Ответ на почемутаился где-то глубоко внутри, среди атомов, клеток и кровяных шариков, составляющих Янка Лукаса – существо, чем-то загадочное и для него самого и для всех других людей. Окулист мог бы сказать ему, почему он страдает близорукостью, генетику, вероятно, удалось бы определить причину его худобы. Но в конечном-то счете кто скажет, почему он – Янк Лукас, почему или как он стал Янком Лукасом, и всех знаний в мире, всей научной информации не хватит на то, чтобы объяснить вещи более сложные, чем сера у него в ушах. Он гордился своим инстинктивным пониманием человеческого поведения, мотивировки человеческих поступков, но у него хватало скромности остановиться в нужный момент: он останавливался, когда уже не мог переселиться в души своих ближних и чувствовать и видеть все, как видят и чувствуют они. За этим пределом художник погибал, у него прерывалось дыхание. (За этим пределом даже философы и богословы теряют почву под ногами и задыхаются.) Лучшие объяснения чаще всего самые простые, самые простые – самые лучшие. Через миллиарды лет, быть может, выяснится, что Бог – это лишенный телесной оболочки человек с длинной седой бородой. А быть может, и Янк Лукас! Но сейчас, не обладая ни божественным всеведением, ни божественным всемогуществом, ни божественной вездесущностью, Янк Лукас довольствовался земными объяснениями своих земных дел: он может обходиться без Шейлы Данем, потому что у него пропала потребность в ней и потому что он ушел с головой в свою пьесу.

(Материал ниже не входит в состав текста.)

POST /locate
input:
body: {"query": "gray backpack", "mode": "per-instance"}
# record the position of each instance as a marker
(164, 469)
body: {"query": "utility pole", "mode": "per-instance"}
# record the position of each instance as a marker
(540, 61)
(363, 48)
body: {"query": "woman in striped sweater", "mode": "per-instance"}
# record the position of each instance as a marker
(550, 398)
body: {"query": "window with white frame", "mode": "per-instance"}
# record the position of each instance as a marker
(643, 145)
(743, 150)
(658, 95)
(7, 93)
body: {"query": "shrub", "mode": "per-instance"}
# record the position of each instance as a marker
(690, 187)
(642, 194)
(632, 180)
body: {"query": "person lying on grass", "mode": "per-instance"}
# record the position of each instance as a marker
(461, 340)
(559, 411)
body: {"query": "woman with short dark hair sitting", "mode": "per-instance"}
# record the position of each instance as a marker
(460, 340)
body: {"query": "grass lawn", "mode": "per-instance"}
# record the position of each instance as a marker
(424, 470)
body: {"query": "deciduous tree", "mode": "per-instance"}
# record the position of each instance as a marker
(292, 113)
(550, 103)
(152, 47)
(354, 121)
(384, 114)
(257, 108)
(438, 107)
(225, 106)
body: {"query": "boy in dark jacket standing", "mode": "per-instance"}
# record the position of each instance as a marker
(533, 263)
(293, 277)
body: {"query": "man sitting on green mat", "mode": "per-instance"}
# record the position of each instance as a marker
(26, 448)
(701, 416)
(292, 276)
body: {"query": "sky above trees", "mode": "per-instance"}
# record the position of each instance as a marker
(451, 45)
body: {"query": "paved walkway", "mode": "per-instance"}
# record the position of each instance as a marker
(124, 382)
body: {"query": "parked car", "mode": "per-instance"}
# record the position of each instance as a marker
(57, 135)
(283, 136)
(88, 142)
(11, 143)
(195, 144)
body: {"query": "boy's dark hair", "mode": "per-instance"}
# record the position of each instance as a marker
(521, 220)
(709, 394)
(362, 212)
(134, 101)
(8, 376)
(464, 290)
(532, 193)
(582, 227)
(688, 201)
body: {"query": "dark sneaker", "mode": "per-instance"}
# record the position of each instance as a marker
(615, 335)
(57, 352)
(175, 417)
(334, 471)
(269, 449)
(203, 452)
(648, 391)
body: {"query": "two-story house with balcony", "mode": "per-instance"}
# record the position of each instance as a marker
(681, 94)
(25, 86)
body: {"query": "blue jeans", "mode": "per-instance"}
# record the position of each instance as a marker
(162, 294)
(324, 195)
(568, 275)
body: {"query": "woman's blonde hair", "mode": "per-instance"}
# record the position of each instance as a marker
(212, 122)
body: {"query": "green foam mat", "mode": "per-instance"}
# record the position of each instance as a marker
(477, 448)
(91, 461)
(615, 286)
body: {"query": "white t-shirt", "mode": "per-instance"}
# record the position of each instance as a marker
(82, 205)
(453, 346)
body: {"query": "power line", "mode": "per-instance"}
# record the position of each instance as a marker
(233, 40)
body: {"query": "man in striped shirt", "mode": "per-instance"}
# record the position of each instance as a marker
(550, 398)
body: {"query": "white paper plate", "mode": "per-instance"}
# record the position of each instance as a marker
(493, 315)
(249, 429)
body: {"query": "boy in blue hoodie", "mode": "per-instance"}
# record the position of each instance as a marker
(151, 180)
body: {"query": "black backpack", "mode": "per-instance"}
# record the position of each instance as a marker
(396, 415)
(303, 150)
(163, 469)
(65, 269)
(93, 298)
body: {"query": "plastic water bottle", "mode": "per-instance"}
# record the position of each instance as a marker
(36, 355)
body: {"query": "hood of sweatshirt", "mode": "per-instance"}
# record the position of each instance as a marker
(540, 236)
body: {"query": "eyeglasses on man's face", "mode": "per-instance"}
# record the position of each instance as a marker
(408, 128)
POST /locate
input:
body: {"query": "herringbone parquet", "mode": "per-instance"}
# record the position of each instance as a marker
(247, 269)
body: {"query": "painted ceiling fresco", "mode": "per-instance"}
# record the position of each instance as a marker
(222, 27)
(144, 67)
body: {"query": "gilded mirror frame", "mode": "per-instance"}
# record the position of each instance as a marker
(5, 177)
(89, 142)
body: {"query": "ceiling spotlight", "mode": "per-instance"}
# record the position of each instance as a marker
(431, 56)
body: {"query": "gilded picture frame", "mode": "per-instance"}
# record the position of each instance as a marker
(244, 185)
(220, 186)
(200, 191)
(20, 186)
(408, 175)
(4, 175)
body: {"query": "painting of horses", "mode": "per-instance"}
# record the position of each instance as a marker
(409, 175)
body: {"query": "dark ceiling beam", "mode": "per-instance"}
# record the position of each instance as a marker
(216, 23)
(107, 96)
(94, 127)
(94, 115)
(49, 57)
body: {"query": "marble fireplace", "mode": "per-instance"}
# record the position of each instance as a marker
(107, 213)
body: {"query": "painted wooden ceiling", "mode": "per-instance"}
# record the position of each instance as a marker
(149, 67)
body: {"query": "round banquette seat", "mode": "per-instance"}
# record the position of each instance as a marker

В той мере, в какой это вообще возможно, пьеса писалась сама собой. Действующие лица – кто набирал жиру, кто худел, и говорили они то, что следовало, и когда следовало, и как следовало. «Теперь моя очередь, Лукас», – заявлял кто-нибудь из его героев и выступал на первый план. У Янка Лукаса бывали счастливые минуты, когда он чувствовал себя медиумом, который действует по воле своих созданий. Таким образом, пьеса писалась через его посредство, а когда герои скажут: конец, – тогда она и кончится. Он надеялся, он хотел, чтобы так все и было, но знал, что так не бывает: ему, творцу своего создания, придется все же вмешиваться, полагаясь на инстинкт, на мастерство и совесть художника.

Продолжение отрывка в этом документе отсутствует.